This is a first version of the Wikimedia project etytree. The aim of the project is to visualize in an interactive web page the etymological tree (i.e., the etymology of a word in the form of a tree, with ancestors, cognate words, derived words, etc.) of any word in any language using data extracted from Wiktionary.
This project has been inspired by my interest in etymology, in open source collaborative projects and in interactive visualizations.
If you have comments on the project please write on its talk page.
The master branch is for development and for local installs. The webpack-branch is used in production.
Etytree uses data extracted from an XML dump of the English Wiktionary using an algorithm implemented in dbnary_etymology. The extracted data is kept in sync with Wiktionary each time a new dump is generated (the dump currently used dates back to September 28th, 2017). Data extracted with dbnary_etymology has been loaded into a Virtuoso DBMS which can be accessed at wmflabs etytree-virtuoso sparql endpoint and explored with a faceted browser.

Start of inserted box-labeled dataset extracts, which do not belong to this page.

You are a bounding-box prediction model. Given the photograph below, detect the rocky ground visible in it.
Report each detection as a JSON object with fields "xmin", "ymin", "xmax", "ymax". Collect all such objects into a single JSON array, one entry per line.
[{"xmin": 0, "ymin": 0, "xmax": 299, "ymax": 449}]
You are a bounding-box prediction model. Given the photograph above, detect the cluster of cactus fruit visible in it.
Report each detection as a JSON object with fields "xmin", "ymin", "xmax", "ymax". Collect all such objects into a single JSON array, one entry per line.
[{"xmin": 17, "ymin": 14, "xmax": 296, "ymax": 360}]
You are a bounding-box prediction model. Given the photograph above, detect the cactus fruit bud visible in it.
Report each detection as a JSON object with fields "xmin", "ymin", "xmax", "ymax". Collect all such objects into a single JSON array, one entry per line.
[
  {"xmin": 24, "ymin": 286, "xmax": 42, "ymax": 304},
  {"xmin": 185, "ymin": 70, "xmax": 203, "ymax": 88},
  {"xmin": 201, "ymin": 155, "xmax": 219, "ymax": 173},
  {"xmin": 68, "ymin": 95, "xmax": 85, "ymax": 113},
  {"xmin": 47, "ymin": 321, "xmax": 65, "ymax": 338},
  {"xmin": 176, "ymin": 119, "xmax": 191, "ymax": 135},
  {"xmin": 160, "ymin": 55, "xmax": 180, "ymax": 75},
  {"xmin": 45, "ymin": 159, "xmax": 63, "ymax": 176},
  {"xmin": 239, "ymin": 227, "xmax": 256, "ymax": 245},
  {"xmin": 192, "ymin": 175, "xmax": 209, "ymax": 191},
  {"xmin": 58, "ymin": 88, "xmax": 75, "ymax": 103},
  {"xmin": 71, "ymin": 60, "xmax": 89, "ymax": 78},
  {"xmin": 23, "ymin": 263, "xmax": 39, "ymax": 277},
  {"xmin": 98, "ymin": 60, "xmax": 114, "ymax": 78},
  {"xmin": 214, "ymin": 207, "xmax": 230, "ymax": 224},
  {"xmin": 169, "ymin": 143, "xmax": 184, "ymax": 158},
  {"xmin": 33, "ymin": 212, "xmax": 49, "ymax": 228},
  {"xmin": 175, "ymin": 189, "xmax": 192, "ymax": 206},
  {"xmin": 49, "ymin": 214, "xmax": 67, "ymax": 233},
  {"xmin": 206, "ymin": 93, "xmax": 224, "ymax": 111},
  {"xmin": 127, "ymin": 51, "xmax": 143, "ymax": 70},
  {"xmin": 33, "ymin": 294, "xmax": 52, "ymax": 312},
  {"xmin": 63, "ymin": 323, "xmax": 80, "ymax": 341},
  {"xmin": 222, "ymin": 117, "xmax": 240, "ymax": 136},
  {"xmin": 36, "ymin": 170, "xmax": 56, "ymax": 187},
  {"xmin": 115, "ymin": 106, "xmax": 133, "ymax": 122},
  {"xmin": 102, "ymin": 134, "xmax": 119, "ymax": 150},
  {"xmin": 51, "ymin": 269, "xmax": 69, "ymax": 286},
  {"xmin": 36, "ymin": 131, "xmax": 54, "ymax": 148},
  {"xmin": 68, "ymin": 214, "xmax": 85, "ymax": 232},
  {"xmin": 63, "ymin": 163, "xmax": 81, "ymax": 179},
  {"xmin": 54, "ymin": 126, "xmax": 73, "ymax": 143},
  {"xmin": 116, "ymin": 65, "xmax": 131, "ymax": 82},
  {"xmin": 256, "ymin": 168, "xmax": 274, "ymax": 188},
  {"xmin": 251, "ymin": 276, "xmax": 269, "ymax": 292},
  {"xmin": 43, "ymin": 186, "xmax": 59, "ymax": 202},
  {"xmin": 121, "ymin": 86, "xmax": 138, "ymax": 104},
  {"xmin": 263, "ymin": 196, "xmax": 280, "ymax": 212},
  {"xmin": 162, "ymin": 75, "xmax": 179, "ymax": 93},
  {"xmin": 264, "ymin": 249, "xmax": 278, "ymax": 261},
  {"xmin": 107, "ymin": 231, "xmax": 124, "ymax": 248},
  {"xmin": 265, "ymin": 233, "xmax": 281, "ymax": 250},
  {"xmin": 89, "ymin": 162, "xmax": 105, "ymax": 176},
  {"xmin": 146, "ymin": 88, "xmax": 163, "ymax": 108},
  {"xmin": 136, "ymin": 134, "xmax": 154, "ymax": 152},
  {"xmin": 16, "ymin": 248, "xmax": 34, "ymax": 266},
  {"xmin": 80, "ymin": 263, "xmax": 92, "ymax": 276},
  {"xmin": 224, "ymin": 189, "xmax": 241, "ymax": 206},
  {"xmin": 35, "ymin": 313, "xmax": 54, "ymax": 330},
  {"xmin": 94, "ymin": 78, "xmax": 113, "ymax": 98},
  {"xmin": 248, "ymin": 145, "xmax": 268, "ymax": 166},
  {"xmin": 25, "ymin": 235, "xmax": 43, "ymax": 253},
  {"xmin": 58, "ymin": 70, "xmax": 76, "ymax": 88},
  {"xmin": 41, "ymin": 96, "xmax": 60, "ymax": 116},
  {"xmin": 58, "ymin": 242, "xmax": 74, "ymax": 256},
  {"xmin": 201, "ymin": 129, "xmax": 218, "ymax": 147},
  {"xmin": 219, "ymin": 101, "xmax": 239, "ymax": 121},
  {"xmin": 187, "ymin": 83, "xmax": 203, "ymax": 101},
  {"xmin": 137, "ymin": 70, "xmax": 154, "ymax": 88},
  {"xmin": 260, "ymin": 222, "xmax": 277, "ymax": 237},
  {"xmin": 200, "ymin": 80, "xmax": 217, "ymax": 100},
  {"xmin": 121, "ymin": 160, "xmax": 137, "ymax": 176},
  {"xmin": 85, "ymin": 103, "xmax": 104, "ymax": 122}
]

The list of languages and ISO codes can be found at resources/data and are imported from Wiktionary and periodically updated (the current files date back to September 22nd, 2017). File etymology-only_languages.csv has been created from Wiktionary data with a lua module available here. File iso-639-3.tab has been downloaded from this link (the first line has been removed). File list_of_languages.csv has been downloaded from Wiktionary.
I have defined an ontology for etymologies here. In particular I have defined properties etymologicallyRelatedTo, etymologicallyDerivesFrom and etymologicallyEquivalentTo. This ontology needs improvements.
Property http://www.w3.org/2000/01/rdf-schema#seeAlso is used to link etymological entries to the Wiktionary pages they have been extracted from.
Besides etymological relationships, the database also contain POS-s, definitions, senses and more as extracted by dbnary. The ontology for dbnary is defined here.
The code is distributed under MIT licence and the data is distributed under Creative Commons Attribution-ShareAlike 3.0.
The site's html files are contained in the repo root. The main page is index.html. To view the site you just need to navigate to the root of the repo.
This code queries the wmflabs etytree-virtuoso sparql endpoint which I have set up and populated with data (RDF) produced with dbnary_etymology.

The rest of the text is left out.